Matt Prentice never wanted to be perceived as a star chef, so when he started Unique Restaurant Corp. in 1980, his name was absent from the logo. Over the years, other local caterers adopted the “Unique” name, confusing clients and frustrating Prentice.
“We sent letters, asking them to cease and desist, and none of them would agree,” he says. “We asked our lawyers what it would cost us to enforce our copyright, and they estimated $50,000 per company. I said, ‘It’s not worth $200,000.’”
Now, as president and CEO of 12 restaurants and five catering facilities, Prentice has given in — and the Matt Prentice Restaurant Group has emerged.
“My publicist has been beating me for years,” he says, laughing. “And she’s very happy now.”
Smart Business spoke with Prentice about how the restaurant industry has changed, how he maintains quality control as his company grows and the challenges of running a business in a down economy.
How has the Detroit restaurant scene changed over the last 25 years?
Twenty-five years ago, people didn’t go out to eat the way they do today. Dad worked for the Big Three, made great money and had great benefits; Mom stayed at home and cooked.
Now the two-person income is the norm, so families are bringing in more dollars, but they also have a lot less time. So people eat out now, and eating out is a way of life. Even eating out has changed considerably since 9/11. Group dining is more popular today than any time before.

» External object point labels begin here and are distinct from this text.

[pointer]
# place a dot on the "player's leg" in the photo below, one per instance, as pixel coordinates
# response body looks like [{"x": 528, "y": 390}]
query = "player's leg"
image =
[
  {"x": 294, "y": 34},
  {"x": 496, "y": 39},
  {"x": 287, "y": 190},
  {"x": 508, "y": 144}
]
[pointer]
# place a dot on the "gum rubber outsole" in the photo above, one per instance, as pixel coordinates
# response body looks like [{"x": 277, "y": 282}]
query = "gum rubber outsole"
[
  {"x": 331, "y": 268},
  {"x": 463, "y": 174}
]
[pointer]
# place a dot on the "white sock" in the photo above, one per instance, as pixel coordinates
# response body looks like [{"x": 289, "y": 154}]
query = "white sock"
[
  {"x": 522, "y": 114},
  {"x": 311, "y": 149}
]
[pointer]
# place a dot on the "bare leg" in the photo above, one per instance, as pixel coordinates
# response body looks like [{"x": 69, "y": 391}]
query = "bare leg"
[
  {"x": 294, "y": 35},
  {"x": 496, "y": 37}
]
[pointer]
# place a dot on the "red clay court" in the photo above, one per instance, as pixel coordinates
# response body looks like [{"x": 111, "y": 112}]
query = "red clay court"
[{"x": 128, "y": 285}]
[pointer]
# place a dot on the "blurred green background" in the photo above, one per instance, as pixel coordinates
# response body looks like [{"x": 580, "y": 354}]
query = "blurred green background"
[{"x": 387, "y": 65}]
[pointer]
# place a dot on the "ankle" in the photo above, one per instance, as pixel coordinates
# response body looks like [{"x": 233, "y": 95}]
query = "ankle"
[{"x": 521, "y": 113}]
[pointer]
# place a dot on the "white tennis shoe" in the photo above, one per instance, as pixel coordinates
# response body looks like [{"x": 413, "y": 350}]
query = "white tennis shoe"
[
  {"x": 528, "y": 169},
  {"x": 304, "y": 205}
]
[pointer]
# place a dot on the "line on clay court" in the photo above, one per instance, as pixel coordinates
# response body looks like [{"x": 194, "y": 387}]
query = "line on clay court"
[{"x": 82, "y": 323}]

In Detroit since 9/11, we’ve been pretty much in an economic tailspin. We’re the only area in the country that has not come out of recession. Things are pretty ugly here right now.
How have you grown your company to meet customer demands?
We’ve been taking on management agreements. We got into mass feeding where we’ve diversified into serving elderly people on a campus where we have a restaurant. We have expanded by negotiating deals with General Motors to open Coach Insignia downtown.
We have an operation (expected to open last month) at one of the larger theaters in town; it’s going to be our first soul food restaurant, and it’s a management contract, so there’s no outlay of cash and guaranteed income for us.
We continue to expand our off-premise catering because the way I look at things, when you’re in difficult economic times, the more profit centers you have, the better off you are.
How do you grow your company while maintaining your core principles?
We try to teach our staff to not let the guests get out the door unless they’re happy. We have a guest service seminar that I teach to keep them focused on winning and keeping guests for life.
One of the parables I tell is about Morels, my first fine-dining restaurant. I had a hostess who had just undergone a service seminar, and she was quite sharp. On a Tuesday evening, I had one of those bizarre nights where I had a bunch of big parties, and I had a reservation for six people at 8 p.m. All of the 6 p.m. tables were camping, and we couldn’t get these people down at 8 p.m. The hostess did the right thing. She said, ‘I’m sorry, the tables that I anticipated leaving haven’t left. Let me buy you a round of cocktails at the bar.’ Then they started getting antsy, so she brought out some free appetizers.
Finally, a table got up, but it had been over a half hour … and when she came back, they were gone. [The guests had told another employee where they were going, and the hostess followed. She went up to the manager, pulled out her own personal credit card and said, ‘Please run this credit card, comp that table from me at Morels, make sure you add a gratuity, and don’t allow the waiter to accept a tip.’ Then when she got the bill, she brought it in for reimbursement.
The moral of the story was, we turned a mad customer into a happy customer, and I’m sure they told everybody they knew about the superlative service they received. That’s what we try to accomplish.
We don’t always hit home runs but we try.
How do you manage your 800 employees and make sure their ideas are heard?
I went into business when I was 20 years old, and I didn’t know what the hell I was doing. As most people do when they’re young and inexperienced, they try to bear-hug everything and try to be singly dominant.
When you get to a certain level of experience, and after you’ve made enough stupid mistakes, you realize you need to allow other people’s opinions to be included in the mix. We’re a very democratic group, but there are times when I have to make a hard decision because I feel I have the best experience to do so.
Even the youngest managers are encouraged to hold me accountable and to give their opinion. When I started the company, I had fresh new ideas, and now my ideas may not be so fresh but there’s new talent coming up that does have fresh new ideas.